27

521 37 19
                                    

''Profesör Choi beni evinden bir şey almaya yolladı ama adresi söylemedi.Derse geç kaldım ve...''
Kadın dergiyi hızla kapattı. ''Tanrı aşkına.Gelince onun kafasını kıracağım.İşte.'' Masanın çekmecesinden bir kart çıkarıp uzattı. ''Sen manyağın biri çıkarsan bu benim sorunum değil.Ekselanslarına söyle, öğrencilerle tepişmek istiyorsa lanet adresi vermeyi unutmasa iyi olur.Anlaşıldı mı?''
''Anlaşıldı.'' dedi Kyungsoo.

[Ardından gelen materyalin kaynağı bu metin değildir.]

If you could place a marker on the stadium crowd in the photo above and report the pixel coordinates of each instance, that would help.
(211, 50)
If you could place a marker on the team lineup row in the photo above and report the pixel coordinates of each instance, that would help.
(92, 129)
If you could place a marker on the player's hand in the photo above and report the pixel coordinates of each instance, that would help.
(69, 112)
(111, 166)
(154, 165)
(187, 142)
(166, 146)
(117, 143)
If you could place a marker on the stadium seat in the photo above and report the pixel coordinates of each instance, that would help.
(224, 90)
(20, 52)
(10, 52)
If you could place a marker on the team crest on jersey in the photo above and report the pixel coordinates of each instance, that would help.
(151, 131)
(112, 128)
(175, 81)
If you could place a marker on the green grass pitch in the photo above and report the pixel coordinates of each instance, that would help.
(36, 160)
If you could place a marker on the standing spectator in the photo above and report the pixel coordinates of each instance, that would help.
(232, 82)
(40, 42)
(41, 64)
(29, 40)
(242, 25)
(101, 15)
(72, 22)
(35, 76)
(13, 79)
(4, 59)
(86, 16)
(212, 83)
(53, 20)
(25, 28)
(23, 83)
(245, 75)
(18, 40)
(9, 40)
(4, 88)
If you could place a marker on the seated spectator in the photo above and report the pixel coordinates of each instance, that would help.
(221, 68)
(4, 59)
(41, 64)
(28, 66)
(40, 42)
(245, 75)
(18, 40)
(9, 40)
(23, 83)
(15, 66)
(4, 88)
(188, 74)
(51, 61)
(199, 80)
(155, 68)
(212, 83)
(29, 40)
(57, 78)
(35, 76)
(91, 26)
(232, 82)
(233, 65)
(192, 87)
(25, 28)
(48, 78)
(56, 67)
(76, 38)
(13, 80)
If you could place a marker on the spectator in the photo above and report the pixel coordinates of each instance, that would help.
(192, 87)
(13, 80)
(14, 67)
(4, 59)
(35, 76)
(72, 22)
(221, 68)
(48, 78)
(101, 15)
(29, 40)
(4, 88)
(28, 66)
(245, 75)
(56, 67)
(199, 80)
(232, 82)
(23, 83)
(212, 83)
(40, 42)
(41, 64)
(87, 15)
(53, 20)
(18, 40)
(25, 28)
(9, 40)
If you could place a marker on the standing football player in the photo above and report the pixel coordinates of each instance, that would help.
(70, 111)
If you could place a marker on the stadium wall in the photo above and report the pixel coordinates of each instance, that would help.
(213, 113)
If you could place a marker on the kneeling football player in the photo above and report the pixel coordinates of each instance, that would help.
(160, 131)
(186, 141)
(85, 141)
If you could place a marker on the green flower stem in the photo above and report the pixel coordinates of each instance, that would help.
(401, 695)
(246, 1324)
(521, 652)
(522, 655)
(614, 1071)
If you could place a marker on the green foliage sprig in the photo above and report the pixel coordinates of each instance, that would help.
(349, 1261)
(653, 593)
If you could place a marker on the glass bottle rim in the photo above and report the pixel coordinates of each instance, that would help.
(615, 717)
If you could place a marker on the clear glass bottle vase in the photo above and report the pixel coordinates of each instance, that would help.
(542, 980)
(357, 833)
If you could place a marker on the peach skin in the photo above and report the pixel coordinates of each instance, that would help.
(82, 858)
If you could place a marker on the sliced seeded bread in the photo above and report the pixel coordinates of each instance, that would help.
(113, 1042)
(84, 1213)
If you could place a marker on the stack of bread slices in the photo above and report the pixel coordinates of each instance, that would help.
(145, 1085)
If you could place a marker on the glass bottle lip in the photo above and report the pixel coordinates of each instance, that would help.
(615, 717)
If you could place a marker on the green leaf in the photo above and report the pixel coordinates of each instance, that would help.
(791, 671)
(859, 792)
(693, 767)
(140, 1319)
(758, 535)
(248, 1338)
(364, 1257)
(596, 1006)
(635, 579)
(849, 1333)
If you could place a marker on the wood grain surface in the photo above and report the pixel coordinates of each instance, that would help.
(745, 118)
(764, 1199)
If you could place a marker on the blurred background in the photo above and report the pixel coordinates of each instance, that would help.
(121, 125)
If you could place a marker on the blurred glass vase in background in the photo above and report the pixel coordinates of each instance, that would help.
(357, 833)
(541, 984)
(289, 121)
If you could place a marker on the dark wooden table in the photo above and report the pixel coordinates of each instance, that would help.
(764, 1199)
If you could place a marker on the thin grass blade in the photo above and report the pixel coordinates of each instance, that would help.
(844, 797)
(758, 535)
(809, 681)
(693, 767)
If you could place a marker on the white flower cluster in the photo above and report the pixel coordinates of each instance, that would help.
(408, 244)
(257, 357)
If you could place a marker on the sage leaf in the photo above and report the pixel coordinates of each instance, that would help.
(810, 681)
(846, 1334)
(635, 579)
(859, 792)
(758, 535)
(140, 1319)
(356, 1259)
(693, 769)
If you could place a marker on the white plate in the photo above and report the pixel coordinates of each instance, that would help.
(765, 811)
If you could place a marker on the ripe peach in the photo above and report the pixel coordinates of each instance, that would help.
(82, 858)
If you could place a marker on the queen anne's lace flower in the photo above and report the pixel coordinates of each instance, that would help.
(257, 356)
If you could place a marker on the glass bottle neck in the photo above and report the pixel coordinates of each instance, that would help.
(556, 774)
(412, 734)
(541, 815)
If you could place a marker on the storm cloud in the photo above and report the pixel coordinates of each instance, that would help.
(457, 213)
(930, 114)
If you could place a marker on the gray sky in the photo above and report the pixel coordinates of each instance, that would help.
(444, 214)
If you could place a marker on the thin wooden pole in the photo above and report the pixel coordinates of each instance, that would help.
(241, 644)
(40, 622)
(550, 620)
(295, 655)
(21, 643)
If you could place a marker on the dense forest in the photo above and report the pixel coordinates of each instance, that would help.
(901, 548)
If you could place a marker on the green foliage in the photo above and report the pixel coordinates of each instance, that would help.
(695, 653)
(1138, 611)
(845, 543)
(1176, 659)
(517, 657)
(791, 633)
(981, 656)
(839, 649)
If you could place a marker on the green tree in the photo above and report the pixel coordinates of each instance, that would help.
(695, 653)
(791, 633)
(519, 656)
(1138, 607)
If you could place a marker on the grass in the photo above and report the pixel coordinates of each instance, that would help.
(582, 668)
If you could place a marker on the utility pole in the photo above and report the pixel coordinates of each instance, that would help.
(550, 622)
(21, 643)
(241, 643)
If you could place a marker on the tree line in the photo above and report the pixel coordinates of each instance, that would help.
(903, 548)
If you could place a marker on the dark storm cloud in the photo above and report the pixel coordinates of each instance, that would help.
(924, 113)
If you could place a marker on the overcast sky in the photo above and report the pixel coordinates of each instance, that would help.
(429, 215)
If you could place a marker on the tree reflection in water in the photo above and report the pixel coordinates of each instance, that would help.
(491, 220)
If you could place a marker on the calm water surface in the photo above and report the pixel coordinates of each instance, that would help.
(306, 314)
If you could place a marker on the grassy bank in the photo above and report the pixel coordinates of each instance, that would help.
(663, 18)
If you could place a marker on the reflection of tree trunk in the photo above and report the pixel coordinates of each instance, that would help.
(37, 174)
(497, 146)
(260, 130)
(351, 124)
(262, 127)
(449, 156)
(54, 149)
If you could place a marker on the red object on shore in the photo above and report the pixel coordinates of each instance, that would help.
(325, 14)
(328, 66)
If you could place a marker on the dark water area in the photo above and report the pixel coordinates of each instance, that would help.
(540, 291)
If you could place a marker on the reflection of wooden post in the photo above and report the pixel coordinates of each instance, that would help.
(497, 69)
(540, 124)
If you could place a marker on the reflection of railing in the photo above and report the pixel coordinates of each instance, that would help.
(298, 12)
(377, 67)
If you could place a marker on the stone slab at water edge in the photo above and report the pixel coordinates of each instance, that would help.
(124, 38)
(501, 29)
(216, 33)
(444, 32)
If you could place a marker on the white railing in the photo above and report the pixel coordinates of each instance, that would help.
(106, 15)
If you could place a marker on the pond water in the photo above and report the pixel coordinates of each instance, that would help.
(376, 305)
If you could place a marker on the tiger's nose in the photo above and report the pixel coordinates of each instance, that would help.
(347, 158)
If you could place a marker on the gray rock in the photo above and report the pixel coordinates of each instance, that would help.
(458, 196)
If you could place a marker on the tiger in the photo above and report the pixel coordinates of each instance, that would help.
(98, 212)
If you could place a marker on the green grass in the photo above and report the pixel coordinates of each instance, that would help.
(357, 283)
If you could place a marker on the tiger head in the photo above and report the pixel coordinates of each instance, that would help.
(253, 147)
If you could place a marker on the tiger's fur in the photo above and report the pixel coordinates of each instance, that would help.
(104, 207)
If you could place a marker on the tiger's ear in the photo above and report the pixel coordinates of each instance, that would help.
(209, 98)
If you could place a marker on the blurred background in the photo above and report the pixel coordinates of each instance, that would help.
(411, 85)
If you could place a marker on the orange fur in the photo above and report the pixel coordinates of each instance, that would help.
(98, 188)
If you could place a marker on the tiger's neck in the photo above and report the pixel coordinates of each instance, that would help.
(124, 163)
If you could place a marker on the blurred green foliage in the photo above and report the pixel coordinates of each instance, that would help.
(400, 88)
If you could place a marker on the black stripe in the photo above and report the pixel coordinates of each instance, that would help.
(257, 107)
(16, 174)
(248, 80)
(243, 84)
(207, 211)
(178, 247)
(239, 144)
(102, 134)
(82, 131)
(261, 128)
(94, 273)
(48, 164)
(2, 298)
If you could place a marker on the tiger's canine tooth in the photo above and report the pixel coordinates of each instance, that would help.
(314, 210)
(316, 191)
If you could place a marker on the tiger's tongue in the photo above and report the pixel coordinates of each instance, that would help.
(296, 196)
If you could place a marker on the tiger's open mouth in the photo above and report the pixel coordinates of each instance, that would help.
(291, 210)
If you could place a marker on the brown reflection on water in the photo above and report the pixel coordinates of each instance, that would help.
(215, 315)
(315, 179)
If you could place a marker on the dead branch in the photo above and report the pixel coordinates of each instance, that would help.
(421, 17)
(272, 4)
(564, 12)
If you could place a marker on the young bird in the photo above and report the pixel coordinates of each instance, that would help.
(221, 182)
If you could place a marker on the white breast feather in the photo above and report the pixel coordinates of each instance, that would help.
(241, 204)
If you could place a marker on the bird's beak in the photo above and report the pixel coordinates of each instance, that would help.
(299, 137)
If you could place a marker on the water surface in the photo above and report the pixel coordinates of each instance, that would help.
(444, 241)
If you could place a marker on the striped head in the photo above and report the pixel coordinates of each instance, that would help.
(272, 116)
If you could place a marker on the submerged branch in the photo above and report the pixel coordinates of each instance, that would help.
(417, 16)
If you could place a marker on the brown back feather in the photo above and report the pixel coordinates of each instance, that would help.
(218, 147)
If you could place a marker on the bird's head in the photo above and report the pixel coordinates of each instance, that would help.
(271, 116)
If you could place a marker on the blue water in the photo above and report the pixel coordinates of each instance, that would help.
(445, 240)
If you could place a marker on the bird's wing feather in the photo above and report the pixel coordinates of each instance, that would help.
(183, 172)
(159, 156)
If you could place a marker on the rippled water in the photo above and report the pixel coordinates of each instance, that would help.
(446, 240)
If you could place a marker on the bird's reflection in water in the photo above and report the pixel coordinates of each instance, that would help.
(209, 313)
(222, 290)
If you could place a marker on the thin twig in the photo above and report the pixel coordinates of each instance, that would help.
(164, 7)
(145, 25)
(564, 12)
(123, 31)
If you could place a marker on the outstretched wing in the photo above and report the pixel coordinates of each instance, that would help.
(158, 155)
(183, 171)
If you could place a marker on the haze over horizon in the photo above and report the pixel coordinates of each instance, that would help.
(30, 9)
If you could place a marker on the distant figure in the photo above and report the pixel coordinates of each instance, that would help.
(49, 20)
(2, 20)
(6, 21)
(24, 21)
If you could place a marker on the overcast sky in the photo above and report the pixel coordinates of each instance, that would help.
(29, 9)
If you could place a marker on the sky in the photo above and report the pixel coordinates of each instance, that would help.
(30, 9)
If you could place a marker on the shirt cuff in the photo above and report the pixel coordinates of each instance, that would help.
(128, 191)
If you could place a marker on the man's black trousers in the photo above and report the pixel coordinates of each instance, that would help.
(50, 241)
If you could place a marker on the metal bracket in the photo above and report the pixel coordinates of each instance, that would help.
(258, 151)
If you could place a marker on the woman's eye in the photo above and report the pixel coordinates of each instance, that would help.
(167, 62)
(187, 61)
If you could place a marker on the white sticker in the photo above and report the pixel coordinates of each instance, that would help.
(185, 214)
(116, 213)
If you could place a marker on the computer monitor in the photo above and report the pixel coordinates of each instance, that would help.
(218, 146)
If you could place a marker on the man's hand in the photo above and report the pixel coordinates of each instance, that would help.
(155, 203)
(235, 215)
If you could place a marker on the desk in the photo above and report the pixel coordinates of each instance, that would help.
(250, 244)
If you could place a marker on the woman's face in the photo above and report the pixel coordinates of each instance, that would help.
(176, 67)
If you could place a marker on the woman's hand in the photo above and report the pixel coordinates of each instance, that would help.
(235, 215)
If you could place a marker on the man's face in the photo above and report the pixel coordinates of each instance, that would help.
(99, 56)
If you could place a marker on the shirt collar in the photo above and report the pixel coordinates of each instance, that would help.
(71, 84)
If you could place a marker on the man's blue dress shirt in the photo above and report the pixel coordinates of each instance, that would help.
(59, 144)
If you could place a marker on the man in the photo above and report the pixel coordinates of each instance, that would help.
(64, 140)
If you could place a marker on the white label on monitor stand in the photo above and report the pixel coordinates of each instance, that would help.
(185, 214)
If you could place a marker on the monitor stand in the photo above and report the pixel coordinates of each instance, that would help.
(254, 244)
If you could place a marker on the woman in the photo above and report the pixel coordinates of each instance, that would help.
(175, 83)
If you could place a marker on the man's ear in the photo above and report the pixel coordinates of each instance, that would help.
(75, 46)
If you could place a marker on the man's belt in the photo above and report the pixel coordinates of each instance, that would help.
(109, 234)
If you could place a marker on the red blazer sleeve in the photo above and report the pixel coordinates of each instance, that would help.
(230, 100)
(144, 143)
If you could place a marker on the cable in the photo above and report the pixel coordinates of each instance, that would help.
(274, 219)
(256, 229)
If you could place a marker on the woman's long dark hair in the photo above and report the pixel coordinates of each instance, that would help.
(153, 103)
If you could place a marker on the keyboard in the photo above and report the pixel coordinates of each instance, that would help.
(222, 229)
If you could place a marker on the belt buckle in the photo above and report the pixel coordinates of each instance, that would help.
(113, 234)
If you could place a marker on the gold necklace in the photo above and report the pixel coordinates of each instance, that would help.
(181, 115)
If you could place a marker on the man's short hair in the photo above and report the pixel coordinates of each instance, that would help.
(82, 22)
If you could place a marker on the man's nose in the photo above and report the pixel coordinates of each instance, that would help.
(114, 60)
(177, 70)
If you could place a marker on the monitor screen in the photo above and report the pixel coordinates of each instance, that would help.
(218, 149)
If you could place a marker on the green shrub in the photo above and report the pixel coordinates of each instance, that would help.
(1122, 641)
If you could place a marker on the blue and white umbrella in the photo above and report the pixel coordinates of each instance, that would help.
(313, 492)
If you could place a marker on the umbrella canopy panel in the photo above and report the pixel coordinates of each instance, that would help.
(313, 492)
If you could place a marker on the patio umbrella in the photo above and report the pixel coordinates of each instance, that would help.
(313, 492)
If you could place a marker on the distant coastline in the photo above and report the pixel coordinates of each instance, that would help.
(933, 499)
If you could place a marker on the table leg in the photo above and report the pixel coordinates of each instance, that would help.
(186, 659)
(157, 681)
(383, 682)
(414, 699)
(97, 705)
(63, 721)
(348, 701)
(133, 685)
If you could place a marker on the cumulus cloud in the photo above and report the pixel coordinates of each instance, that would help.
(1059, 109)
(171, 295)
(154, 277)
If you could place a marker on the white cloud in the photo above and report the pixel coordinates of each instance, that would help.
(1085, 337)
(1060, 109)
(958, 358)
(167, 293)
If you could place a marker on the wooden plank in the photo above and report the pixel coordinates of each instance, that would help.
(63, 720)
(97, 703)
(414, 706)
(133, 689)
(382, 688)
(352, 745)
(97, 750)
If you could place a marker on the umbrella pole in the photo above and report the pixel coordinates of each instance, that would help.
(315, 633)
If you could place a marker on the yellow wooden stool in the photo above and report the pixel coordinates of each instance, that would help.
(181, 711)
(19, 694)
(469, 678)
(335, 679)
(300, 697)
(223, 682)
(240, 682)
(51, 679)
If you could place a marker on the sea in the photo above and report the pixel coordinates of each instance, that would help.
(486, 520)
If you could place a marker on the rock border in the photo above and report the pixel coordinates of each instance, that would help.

Tepişmek mi? Bunu şimdi düşünmeyecekti. ''Teşekkür ederim.''
Demir yumruk burnundan bir duman bulutu çıkararak kaşlarını kaldırdı. ''Kibar biriymişsin.Hadi, ben ara verdiğimi hatırlamadan kaybol çabuk.''
Kyungsoo Kartı sıkı sıkı tutarak koştu.

NOW..

''Biliyor musun,'' dedi Kai yirmi dakika sonra, ''beni bir yerlere zorla girilmesi gereken durumlarda başvurulacak ilk kişi olarak görmeseydin, ilişkimiz konusunda çok daha rahat hissedebilirdim.''
Profesörün arka verandasındaydılar, Kyungsoo puslu bir pencereden karanlık salonu görmeye çalışıyordu. İlişkimiz sözünü duyunca kalbi yerinden oynadı.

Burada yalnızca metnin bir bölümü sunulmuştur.